The Cloud

I was reading Marc Andreessen’s blog entry about The three kinds of platforms you meet on the Internet. and all his talk about sharing code and running that code on other systems and community and all that really got me thinking.

There have been many large distributed projects that have promoted the idea of sharing your CPU cycles. SETI@Home is of course the most well known, but others have followed in their footsteps. Some of these groups have met with success for their project, and their problem got solved, others were never able to obtain the necessary adoption rate. I have CPU cycles to share, but I’m not willing to goto the trouble of seeking out a project to contribute to and then downloading and installing their code so I can help solve their problem.

What’s needed here is something more akin to Bittorrent, where each researcher in need of a distributed parallel processing machine can ssh into ‘the cloud’ and then program up their problem, and wait for the answer. Just as if they’d logged into one of the many (expensive) super-computing facilities available to professional researchers. Now I know that high-performance computing has suddenly had a sharp drop in price, but that’s not really enough, that is it’s not wide-spread, and it’s still difficult to achieve.
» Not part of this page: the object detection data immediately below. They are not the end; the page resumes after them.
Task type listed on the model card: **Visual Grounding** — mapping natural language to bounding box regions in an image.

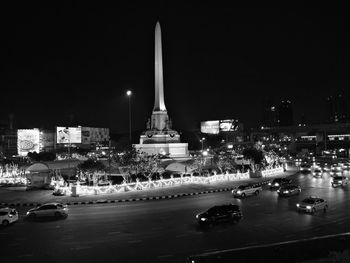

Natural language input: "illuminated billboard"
[56,127,81,144]
[220,120,238,132]
[201,121,219,134]
[17,129,40,156]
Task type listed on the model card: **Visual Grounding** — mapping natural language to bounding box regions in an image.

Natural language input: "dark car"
[296,196,328,213]
[27,203,68,219]
[196,204,243,226]
[277,184,301,196]
[269,178,292,190]
[332,176,349,187]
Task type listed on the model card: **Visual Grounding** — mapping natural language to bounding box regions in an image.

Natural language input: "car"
[300,163,311,173]
[26,203,68,219]
[0,207,18,226]
[296,196,328,213]
[332,176,349,187]
[329,167,343,176]
[268,178,292,190]
[343,163,350,170]
[323,163,331,172]
[232,184,262,197]
[312,167,323,178]
[196,204,243,226]
[52,188,66,196]
[277,184,301,196]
I would be willing, and any researcher would probably be similarly inclined to donate cpu cycles to another cause. It’s just that we’re not gonna go out of our way to do so, unless we get something in return. I would gladly run a daemon on my system which accepted jobs for another researchers problem, and sent back results, if I could get the same type of treatment for my problems. This altruism is especially true if the daemon was a VM that supported multiple languages (or even a specialized distributed parallel language) that had a shell-like or ssh-style interface.

The more cycles I donate to others, the more the system as a whole would give back to me. This would be the bittorrent model for cpu sharing. Finding other nodes and distributing load could be done with many of the same algorithms that run TOR.